Indie is also one of the only life insurers that asks you whether or not you ride a motorbike. If you do, that almost doubles your premium. "We are not happy to subsidise motorcyclists at the expense of non-motorcyclists," he explains.

By trying to give each individual a unique premium, Indie removes cross-subsidies that are avoidable, he says.

This means it will not necessarily be cheaper than other insurers. Business Day’s Indie quote showed that it would be paying more for less cover than it had with its current insurer (without taking into account the investment).
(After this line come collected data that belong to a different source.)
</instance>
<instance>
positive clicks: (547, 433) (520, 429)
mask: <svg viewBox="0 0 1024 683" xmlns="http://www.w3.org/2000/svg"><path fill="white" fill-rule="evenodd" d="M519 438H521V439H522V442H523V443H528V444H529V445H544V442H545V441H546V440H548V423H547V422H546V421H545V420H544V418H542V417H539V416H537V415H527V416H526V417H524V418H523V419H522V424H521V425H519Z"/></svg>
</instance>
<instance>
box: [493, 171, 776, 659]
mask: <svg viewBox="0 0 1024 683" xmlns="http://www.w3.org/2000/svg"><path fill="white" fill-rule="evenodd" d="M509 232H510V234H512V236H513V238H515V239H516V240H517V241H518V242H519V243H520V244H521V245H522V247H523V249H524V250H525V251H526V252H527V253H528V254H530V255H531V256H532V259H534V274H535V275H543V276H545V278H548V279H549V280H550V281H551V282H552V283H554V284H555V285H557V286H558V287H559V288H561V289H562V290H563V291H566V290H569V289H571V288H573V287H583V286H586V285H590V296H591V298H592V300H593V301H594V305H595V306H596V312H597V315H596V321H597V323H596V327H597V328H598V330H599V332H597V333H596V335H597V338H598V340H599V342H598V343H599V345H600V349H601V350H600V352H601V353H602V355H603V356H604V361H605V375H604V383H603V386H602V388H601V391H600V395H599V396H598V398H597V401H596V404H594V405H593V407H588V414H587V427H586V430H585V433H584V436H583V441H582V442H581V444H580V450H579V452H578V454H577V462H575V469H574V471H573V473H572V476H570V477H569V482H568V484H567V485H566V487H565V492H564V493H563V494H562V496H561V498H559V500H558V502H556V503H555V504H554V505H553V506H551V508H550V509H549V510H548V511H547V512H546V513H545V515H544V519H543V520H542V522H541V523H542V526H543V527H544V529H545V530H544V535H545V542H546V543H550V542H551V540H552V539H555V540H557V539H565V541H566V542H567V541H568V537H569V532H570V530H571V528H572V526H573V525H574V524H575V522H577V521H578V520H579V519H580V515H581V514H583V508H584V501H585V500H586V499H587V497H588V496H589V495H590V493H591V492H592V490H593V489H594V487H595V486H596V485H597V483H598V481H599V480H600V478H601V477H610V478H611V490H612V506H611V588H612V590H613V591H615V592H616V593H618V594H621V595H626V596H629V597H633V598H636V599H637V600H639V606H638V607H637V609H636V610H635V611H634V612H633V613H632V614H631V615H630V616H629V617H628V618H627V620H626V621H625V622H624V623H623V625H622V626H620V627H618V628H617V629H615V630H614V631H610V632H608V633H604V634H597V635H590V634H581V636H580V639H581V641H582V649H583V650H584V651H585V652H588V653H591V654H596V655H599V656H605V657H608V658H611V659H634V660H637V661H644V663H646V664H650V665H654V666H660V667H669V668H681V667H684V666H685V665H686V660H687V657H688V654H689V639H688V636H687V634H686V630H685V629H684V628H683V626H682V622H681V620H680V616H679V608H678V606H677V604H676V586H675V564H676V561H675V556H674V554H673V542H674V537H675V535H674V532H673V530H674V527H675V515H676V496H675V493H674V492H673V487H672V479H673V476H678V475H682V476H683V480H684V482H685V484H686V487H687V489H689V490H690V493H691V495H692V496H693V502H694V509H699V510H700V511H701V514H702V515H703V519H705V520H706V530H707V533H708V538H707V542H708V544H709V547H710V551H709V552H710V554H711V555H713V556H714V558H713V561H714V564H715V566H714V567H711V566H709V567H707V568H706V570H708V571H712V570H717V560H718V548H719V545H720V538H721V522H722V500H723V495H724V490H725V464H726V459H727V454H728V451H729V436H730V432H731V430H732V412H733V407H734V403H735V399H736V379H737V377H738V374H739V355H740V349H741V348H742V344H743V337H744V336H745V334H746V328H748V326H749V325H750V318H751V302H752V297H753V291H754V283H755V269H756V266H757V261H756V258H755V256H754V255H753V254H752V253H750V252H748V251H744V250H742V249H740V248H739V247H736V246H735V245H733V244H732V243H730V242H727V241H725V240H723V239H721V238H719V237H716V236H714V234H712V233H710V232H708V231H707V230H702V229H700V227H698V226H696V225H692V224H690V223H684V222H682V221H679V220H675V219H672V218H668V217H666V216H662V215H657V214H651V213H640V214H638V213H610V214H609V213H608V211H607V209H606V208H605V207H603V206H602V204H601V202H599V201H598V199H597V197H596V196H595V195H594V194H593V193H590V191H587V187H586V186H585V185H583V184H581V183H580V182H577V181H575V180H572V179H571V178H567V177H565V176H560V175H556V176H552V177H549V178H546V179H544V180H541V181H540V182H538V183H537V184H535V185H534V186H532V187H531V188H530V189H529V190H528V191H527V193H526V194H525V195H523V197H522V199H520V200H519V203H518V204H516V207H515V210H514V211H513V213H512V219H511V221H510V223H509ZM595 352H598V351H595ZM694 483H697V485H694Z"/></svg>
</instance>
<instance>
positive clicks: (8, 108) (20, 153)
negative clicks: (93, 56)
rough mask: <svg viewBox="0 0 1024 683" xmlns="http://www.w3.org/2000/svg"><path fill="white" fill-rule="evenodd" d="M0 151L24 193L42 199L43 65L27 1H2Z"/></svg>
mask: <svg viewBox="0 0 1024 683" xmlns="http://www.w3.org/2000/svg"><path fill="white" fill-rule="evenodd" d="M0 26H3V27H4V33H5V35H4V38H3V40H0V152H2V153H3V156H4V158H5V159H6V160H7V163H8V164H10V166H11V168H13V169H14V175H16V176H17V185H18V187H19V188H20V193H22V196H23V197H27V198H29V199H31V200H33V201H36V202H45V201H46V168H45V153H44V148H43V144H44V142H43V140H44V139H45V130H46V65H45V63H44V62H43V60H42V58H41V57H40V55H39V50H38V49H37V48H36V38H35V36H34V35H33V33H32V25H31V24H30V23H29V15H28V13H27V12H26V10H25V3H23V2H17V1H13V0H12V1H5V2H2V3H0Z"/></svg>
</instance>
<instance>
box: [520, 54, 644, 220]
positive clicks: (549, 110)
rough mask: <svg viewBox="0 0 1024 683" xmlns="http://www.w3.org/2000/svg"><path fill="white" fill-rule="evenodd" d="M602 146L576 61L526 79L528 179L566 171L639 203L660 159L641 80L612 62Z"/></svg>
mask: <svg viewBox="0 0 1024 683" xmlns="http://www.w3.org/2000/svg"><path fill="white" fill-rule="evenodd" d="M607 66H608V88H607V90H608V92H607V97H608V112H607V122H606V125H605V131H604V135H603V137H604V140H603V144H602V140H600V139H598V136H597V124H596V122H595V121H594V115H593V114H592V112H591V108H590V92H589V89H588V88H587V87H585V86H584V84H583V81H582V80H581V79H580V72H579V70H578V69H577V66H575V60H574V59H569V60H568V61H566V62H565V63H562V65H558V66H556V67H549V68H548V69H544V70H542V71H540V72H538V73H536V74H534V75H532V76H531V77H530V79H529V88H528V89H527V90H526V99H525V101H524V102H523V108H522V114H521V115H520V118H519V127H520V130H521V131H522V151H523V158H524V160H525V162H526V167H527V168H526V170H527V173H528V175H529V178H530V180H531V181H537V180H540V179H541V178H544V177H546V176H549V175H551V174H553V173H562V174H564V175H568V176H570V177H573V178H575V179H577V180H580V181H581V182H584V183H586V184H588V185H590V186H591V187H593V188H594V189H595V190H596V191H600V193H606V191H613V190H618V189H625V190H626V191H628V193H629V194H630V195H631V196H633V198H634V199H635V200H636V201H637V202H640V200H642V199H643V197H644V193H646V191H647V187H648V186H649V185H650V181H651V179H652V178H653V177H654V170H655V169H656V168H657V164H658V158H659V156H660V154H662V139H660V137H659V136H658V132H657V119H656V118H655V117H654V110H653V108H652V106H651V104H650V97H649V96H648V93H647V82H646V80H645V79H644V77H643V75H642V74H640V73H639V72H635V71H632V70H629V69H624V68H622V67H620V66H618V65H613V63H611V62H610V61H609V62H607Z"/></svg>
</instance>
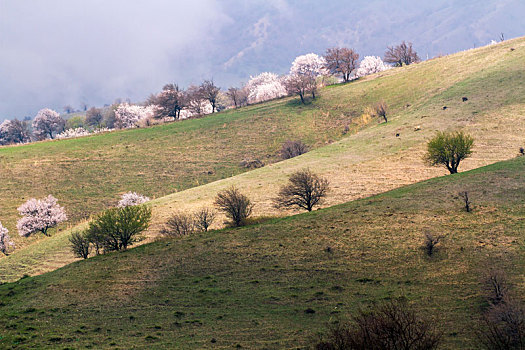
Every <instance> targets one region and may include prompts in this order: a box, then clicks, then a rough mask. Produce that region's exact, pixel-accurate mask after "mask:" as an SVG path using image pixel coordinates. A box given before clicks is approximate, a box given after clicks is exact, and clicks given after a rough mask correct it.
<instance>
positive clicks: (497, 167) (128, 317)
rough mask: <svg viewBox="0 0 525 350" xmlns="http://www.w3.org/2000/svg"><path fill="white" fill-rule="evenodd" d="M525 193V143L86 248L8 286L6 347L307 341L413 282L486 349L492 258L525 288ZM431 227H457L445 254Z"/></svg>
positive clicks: (414, 302)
"I’m happy enough to not get a client where we are more expensive, because I think we are correct," says a self-assured Castleden. "Rather than giving people discounts, we will keep the price sharp and use that saving to create a different narrative around life insurance. What we want to achieve as a business is to help people unlock, preserve and accumulate wealth."

Hence plans to introduce other asset classes, such as equity and property, into which bounty can be invested, and enable policy holders to manage their own investments and make additional contributions.

How will Indie sell its product cheaply? Castleden’s theory, which has yet to be meaningfully tested, is that Indie’s value proposition means acquisition will pay for itself.

"Let’s say 1,000 people land on our site. If we have wealth creation with insurance we can sell to 50. If it is just plain insurance, we can sell to 25. Your acquisition cost is potentially double. With the investment feature, acquisition almost pays for itself."

With plans to roll out the product to brokers in July, add robo-advice and make its website data-free, it seems Indie is just getting started.